Mathematical Communication is a developing collection of resources for engaging students in writing and speaking about mathematics, whether for the purpose of learning mathematics or of learning to communicate as mathematicians.

Revising Writing

Revision is an important part of the writing process, but many undergraduates are not yet aware of its value. The following teaching strategies may help students to revise effectively:

  • To help undergraduates to see the value of revision, consider describing your own writing process. By showing students an early draft and a later draft of your own writing, you can draw attention to those aspects of writing that you consider to be most important. See, for example, the description of Pedro Reis’ writing workshop.
  • Include revision in the assignment schedule.
  • Here is one example of how to grade a draft to reward effort while encouraging revision.
  • Students sometimes revise only superficially, even when large-scale changes would be more appropriate.
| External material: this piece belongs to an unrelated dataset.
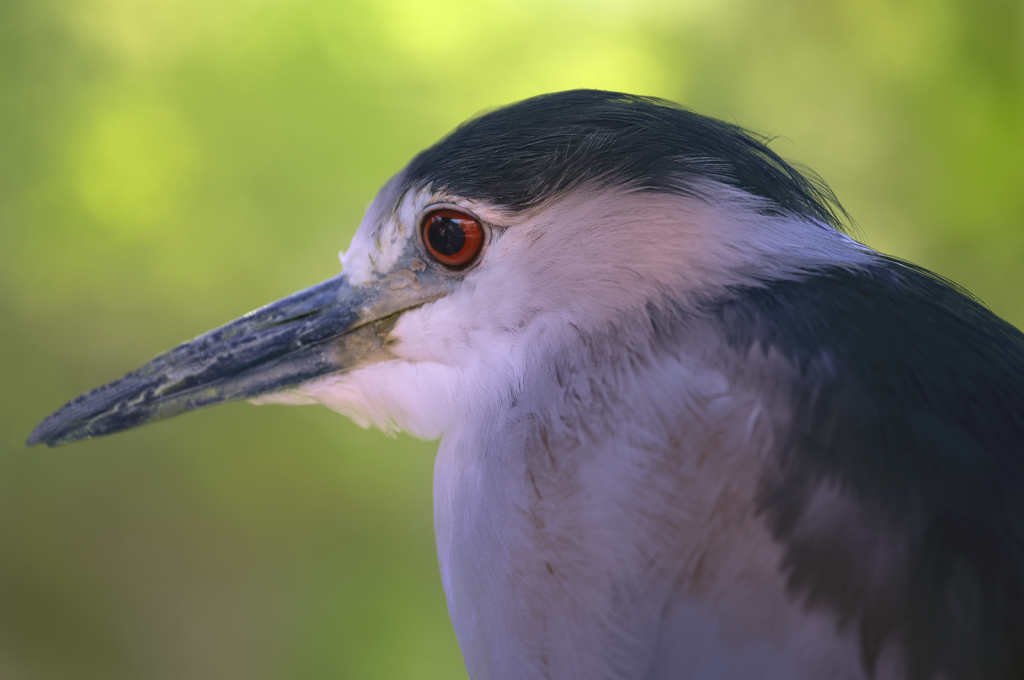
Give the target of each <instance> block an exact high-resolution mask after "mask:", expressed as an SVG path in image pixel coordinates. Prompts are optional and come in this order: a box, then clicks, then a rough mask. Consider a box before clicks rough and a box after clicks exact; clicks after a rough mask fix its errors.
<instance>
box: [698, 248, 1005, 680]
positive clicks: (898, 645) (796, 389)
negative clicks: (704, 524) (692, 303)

See the discussion about how to encourage substantial revision (on the page about giving feedback on writing).
  • Different writers make different mistakes, so encourage students to develop and personalize an editing checklist to use in the final round of revision–this list might include such items as “fix curly quotes” or “check that ‘this’ and ‘it’ have clear antecedents.”

Resources for students (and teachers)

  • MIT’s Project Laboratory in Mathematics has a  list of revision strategies students may use to revise research paper drafts.
  • Here is a highlighted revision of an article draft that illustrates how pulling a lemma out of a proof made the proof easier to follow.
  • Stephen Maurer’s Undergraduate Guide to Writing Mathematics contains a helpful chapter on revision, written to an audience of students. Includes examples.
  • Patrick Bahls’ Student Writing in the Quantitative Disciplines: A Guide for College Faculty contains a chapter on writing process that provides strategies for
    • prewriting to generate, sift through, and organize ideas
    • drafting, reviewing, and revising
    • designing assignments that support students through the writing process

    Proof-writing is used as an example.

  • Dave Richeson has a blog post on Editing Mathematical Writing, which includes a checklist for students.